Court Opinion

ID: 2003738
Source: CourtListenerOpinion
Date Created: 2013-10-30 08:01:28.440048+00
Date Added: 2024-06-11T09:40:10.871355
License: Public Domain

334 Mich. 344 (1952)
54 N.W.2d 610
HENSINGER
v.
HENSINGER.
Docket No. 20, Calendar No. 45,424.
Supreme Court of Michigan.
Decided September 3, 1952.
Rehearing denied October 15, 1952.
*345 Kelly & Kelly, for plaintiff.
Haskell L. Nichols, for defendant.
BUSHNELL, J.
On January 5, 1948, we reversed a decree of the circuit court of Jackson county, and granted plaintiff Mary Hensinger a decree of separate maintenance. Defendant Kenneth Hensinger was ordered to pay $80 per month for the support of his wife and their minor child. See Hensinger v. Hensinger, 319 Mich. 645. About a year later, Hensinger went to Nevada, secured a decree of divorce, and married another person the following February. Under the Nevada decree he was ordered to pay $40 per month for the support of his minor child. He now has another child by reason of his remarriage, and his present wife has 2 children by a former marriage.

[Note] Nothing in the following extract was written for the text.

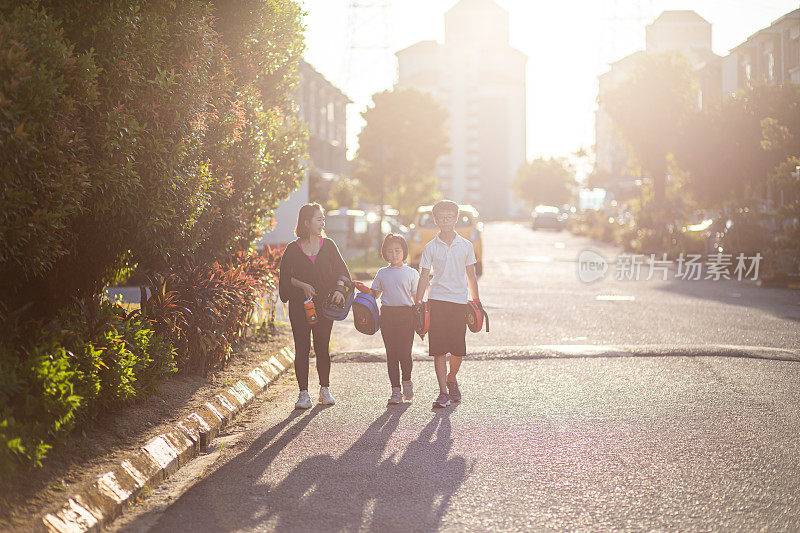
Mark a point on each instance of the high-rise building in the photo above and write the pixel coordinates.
(322, 107)
(770, 56)
(480, 80)
(673, 31)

On August 2, 1949, he filed a petition in the circuit court of Jackson county to modify the decree, which was entered here. This petition was denied and he has appealed. He claims in an amended petition that he has been suffering from low blood pressure and sugar diabetes, and has been unemployed for several periods. He is now earning about $70 per week. Since filing his petition he has only been paying the alimony ordered in the Nevada decree. He claims that Mary Hensinger, plaintiff herein, is employed, and she admits that she earns about $170 per month as a nurse.
The circuit court of Jackson county has jurisdiction to modify the decree. CL 1948, § 552.28 (Stat Ann § 25.106). However, there must be a change in the condition of the parties since the decree to justify *346 the modification of the provision for alimony. Foltz v. Foltz, 231 Mich. 179, and Rowe v. Rowe, 291 Mich. 451.
Hensinger's income is approximately the same as it was when the decree was entered here, and his remarriage and new family obligations are not such a change in circumstances as to warrant a modification of the decree. Christensen v. Christensen, 295 Mich. 203; and Renn v. Renn, 318 Mich. 230, 235. Nor does his wife's effort to earn money relieve him from his obligation. Christensen v. Christensen, supra, and Harter v. Harter, 307 Mich. 258.
No question has been raised as to the effect of the Nevada decree of divorce upon the decree of separate maintenance entered here. The order of the trial court denying Hensinger's petition for modification of the decree is affirmed. Costs to appellee.
DETHMERS, BUTZEL, CARR, SHARPE, BOYLES, and REID, JJ., concurred.
The late Chief Justice NORTH did not sit.